Koloriang, the picturesque town nestled in the Kurung Kumey district of Arunachal Pradesh and bordering Tibet, has recently garnered attention as citizens advocate for its recognition as the wettest place on earth. Locals assert that Koloriang surpasses the renowned rainfall records of Mawsynram and Cherrapunjee in Meghalaya, urging the Indian Meteorological Department (IMD) to install rain gauges to accurately measure the downpour.
With a rich history of heavy rainfall, except during the months of October to December, Koloriang's residents contend that their town experiences an exceptional deluge throughout the year. The older generation, who have witnessed these meteorological patterns for decades, firmly believe that Koloriang receives the highest amount of rainfall when compared to other regions. They assert that if the IMD consistently records and verifies these figures, Koloriang could rightfully claim the title of the wettest place on earth.
Situated at an altitude of 1000 meters above sea level, Koloriang is enveloped by towering mountains and surrounded by administrative circles such as Sarli, Damin, and Parsiparlo. Located approximately 255 km from the state capital, Itanagar, the town's natural beauty attracts visitors interested in nature walks and trekking amid its breathtaking landscapes. Notably, Lurugh Pass near Sarli, just 40 km from Koloriang, is gaining popularity as a major tourist destination due to its heavy snowfall.
According to Nangram Gungtam, a resident of Koloriang, the town experiences limited sunlight for only three months of the year, with heavy rainfall dominating the rest. He invites rain enthusiasts to visit Koloriang, assuring them that they will encounter downpours amid the stunning mountain ranges. However, this abundant precipitation poses challenges for development projects, such as the construction of infrastructure and houses, as the working season is confined to just three months. The summer season in Koloriang witnesses daily rainfall, a fact that can be verified through ground surveys and public opinion.
Chello Yefa, a vendor at Koloriang market, affirms the town's frequent and heavy rainfall. She highlights the consequences of these downpours, including landslides that disrupt road connectivity and lead to shortages of essential commodities.
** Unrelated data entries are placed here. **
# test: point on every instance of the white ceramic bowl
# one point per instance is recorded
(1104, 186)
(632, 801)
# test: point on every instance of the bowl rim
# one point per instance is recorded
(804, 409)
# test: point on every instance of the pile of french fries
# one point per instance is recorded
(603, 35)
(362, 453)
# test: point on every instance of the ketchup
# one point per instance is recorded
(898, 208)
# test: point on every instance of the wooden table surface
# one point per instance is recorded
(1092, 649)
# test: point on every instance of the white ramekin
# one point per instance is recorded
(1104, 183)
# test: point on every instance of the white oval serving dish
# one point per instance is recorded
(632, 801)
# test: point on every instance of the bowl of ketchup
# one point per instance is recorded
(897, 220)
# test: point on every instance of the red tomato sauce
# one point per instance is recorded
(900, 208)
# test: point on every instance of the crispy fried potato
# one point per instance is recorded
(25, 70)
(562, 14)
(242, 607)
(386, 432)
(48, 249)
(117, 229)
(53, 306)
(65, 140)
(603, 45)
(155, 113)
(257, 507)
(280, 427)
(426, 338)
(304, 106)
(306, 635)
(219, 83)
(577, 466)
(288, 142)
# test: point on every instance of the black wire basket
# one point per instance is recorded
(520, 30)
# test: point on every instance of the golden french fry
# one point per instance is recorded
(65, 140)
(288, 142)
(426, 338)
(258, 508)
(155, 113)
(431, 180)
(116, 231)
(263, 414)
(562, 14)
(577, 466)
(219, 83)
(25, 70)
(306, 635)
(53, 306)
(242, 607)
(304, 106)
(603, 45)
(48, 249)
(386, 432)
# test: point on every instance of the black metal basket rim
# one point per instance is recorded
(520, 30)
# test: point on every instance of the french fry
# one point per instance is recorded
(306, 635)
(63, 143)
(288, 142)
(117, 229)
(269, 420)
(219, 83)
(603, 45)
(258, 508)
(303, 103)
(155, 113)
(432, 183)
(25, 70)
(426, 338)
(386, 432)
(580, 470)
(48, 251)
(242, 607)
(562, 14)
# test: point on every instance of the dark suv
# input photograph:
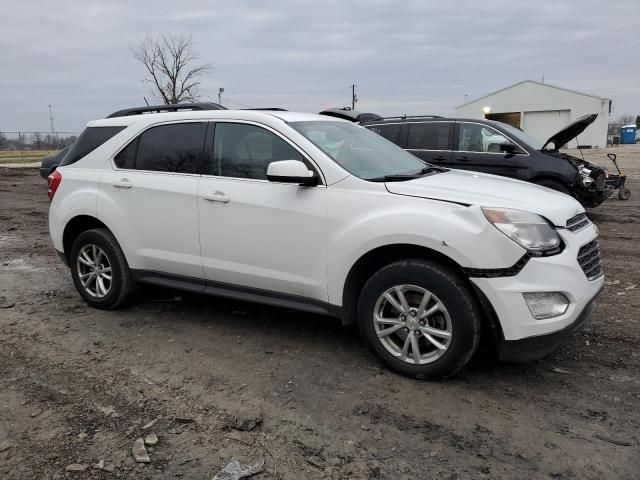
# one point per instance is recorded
(495, 147)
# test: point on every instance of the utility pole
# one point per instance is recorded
(53, 129)
(354, 97)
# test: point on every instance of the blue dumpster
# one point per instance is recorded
(628, 134)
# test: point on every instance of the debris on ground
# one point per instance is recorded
(615, 441)
(76, 467)
(234, 470)
(247, 421)
(6, 303)
(151, 439)
(37, 412)
(150, 424)
(559, 370)
(184, 420)
(139, 452)
(107, 411)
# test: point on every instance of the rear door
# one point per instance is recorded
(149, 199)
(431, 141)
(477, 147)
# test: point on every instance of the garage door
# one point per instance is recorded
(541, 125)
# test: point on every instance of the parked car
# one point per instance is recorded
(50, 162)
(322, 215)
(500, 149)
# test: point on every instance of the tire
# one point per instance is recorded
(553, 185)
(460, 318)
(111, 260)
(624, 194)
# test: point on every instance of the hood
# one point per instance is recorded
(474, 188)
(570, 132)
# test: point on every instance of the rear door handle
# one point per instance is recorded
(122, 183)
(216, 197)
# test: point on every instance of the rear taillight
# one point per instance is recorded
(53, 181)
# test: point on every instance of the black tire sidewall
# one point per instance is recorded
(119, 269)
(450, 289)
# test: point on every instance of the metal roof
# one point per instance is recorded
(534, 82)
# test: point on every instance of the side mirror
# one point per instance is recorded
(509, 148)
(291, 171)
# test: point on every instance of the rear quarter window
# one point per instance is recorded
(88, 141)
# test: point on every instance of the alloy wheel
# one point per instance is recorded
(412, 324)
(94, 271)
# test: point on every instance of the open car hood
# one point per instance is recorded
(570, 132)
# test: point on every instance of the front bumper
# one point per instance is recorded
(533, 348)
(557, 273)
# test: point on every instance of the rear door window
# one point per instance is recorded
(429, 136)
(175, 148)
(88, 141)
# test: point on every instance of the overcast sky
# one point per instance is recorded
(406, 56)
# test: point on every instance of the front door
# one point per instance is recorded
(477, 147)
(253, 232)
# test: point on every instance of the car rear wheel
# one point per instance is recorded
(99, 269)
(419, 318)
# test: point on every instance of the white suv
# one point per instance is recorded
(324, 216)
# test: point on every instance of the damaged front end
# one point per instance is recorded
(592, 188)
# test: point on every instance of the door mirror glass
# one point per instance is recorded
(291, 171)
(509, 148)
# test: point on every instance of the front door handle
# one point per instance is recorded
(122, 183)
(216, 197)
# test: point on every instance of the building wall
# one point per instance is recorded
(536, 97)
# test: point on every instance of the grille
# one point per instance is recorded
(589, 260)
(578, 222)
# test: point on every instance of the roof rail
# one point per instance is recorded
(267, 109)
(404, 117)
(166, 108)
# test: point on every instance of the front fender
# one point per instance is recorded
(460, 233)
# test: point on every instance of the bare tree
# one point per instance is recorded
(173, 67)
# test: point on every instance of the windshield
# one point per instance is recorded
(359, 151)
(523, 137)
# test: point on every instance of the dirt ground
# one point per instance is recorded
(79, 386)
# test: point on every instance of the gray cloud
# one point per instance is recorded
(406, 56)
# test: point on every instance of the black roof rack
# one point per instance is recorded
(267, 109)
(166, 108)
(404, 117)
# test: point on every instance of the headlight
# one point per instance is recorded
(527, 229)
(585, 175)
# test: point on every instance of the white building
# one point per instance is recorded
(540, 110)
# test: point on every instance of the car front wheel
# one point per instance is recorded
(419, 318)
(99, 269)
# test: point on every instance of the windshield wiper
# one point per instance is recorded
(402, 177)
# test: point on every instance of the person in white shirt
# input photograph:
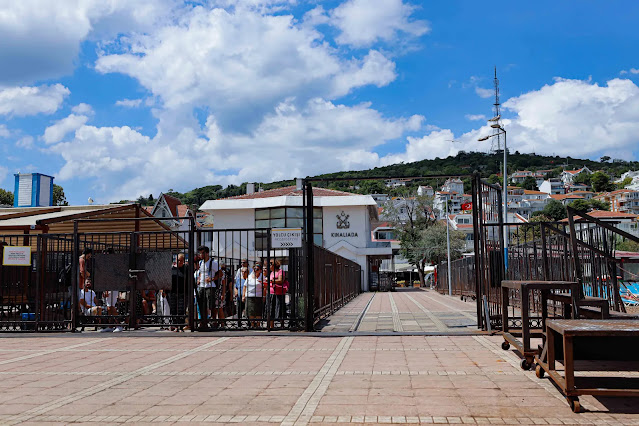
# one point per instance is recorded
(254, 294)
(205, 277)
(88, 300)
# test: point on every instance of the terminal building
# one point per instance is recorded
(341, 222)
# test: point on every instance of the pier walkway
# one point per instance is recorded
(406, 310)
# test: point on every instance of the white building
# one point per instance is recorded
(567, 176)
(171, 208)
(621, 200)
(630, 174)
(425, 191)
(552, 186)
(453, 185)
(341, 222)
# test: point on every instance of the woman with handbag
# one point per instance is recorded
(279, 287)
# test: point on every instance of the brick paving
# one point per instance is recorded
(363, 369)
(405, 310)
(296, 379)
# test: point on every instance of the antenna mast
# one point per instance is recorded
(496, 140)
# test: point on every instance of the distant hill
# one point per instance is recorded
(462, 163)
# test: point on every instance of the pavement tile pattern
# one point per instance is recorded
(406, 310)
(291, 380)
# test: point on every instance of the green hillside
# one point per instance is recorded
(462, 163)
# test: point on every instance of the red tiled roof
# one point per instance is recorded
(565, 196)
(183, 210)
(572, 172)
(291, 191)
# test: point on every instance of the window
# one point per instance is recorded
(285, 217)
(385, 235)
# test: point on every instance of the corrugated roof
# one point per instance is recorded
(32, 220)
(291, 190)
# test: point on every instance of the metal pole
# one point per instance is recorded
(450, 285)
(310, 265)
(505, 202)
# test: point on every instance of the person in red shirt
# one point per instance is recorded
(85, 275)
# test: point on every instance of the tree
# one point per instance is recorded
(555, 210)
(529, 183)
(599, 205)
(600, 182)
(433, 239)
(6, 197)
(627, 245)
(409, 217)
(59, 199)
(627, 181)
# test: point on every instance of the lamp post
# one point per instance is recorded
(496, 125)
(450, 284)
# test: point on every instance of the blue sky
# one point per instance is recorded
(118, 99)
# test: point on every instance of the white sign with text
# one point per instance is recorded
(16, 256)
(286, 238)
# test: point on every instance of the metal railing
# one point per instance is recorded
(337, 281)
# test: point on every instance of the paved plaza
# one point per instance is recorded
(298, 378)
(405, 310)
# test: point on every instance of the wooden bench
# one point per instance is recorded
(594, 303)
(594, 340)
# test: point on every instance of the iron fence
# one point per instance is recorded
(462, 277)
(337, 281)
(36, 297)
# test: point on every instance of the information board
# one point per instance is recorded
(16, 256)
(286, 238)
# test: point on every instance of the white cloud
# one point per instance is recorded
(46, 35)
(569, 117)
(25, 142)
(239, 58)
(579, 118)
(437, 143)
(363, 23)
(23, 101)
(484, 93)
(84, 109)
(290, 141)
(129, 103)
(56, 132)
(4, 172)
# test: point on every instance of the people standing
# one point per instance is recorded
(278, 290)
(253, 294)
(85, 274)
(239, 287)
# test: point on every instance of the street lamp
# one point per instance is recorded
(496, 125)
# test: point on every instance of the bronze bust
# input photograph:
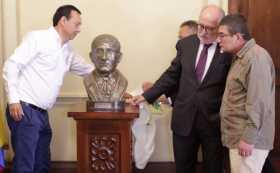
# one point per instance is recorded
(105, 83)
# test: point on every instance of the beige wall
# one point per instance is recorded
(147, 31)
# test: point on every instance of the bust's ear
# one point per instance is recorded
(119, 57)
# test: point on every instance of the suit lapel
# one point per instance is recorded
(193, 60)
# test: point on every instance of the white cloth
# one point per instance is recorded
(144, 131)
(251, 164)
(34, 72)
(210, 55)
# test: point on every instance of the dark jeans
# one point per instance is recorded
(186, 148)
(30, 137)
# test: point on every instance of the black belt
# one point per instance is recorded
(33, 106)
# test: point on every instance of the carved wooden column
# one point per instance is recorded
(104, 141)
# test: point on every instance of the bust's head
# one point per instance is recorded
(105, 53)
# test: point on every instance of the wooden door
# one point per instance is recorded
(264, 22)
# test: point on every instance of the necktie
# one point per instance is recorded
(200, 67)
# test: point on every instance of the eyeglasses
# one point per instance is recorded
(222, 35)
(207, 29)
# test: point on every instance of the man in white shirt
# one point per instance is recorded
(33, 76)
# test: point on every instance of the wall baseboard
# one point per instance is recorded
(152, 167)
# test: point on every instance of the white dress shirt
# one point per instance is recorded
(34, 72)
(210, 55)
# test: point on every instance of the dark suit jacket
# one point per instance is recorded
(193, 97)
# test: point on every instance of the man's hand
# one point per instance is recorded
(245, 149)
(136, 100)
(16, 111)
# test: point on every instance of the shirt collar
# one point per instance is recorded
(247, 46)
(57, 36)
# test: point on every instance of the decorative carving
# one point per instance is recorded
(103, 152)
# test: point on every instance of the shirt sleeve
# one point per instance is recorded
(259, 95)
(79, 66)
(21, 57)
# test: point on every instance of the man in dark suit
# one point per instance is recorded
(200, 69)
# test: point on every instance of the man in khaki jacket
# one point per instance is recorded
(248, 106)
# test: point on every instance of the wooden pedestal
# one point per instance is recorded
(104, 140)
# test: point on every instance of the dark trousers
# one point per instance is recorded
(30, 137)
(186, 147)
(268, 166)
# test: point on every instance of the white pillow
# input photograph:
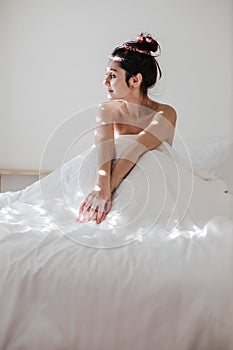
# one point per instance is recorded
(213, 156)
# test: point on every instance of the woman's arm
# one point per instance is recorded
(150, 138)
(98, 203)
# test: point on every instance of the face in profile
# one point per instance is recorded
(115, 82)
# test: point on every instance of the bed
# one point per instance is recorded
(163, 292)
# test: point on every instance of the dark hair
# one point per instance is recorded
(137, 57)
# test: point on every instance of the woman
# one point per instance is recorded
(131, 71)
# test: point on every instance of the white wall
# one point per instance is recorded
(54, 52)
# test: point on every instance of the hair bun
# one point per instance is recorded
(144, 43)
(147, 43)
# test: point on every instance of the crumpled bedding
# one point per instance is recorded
(157, 274)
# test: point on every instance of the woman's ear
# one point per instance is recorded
(135, 81)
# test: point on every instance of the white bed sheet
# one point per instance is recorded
(163, 291)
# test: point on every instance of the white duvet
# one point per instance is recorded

Farmers in the region face difficulties due to continuous incessant rains, which damage their crops.
Nangram Mege, speaking exclusively to India Today, urges Union Earth Science Minister Khiren Rijiju, who also serves as the local Member of Parliament, to declare Koloriang as the town receiving the heaviest rainfall throughout the year. Mege explains that while there is minimal rainfall in the early morning, once the sun crosses midday, heavy and regular downpours ensue, except during the winter months. He emphasizes the impact on the local tribal community, hindering farming activities and causing landslides and soil erosion. These factors prompt many citizens to migrate to the state capital and other towns in search of livelihood opportunities.
Mege appeals to Minister Rijiju to direct the IMD to conduct a comprehensive survey and record the rainfall Koloriang receives, firmly believing that the town has the potential to replace Cherrapunjee as the wettest place on earth. This distinction could attract tourists and rain enthusiasts, bolstering the tourism industry in the remote Kurung Kumey district, which shares a border with China.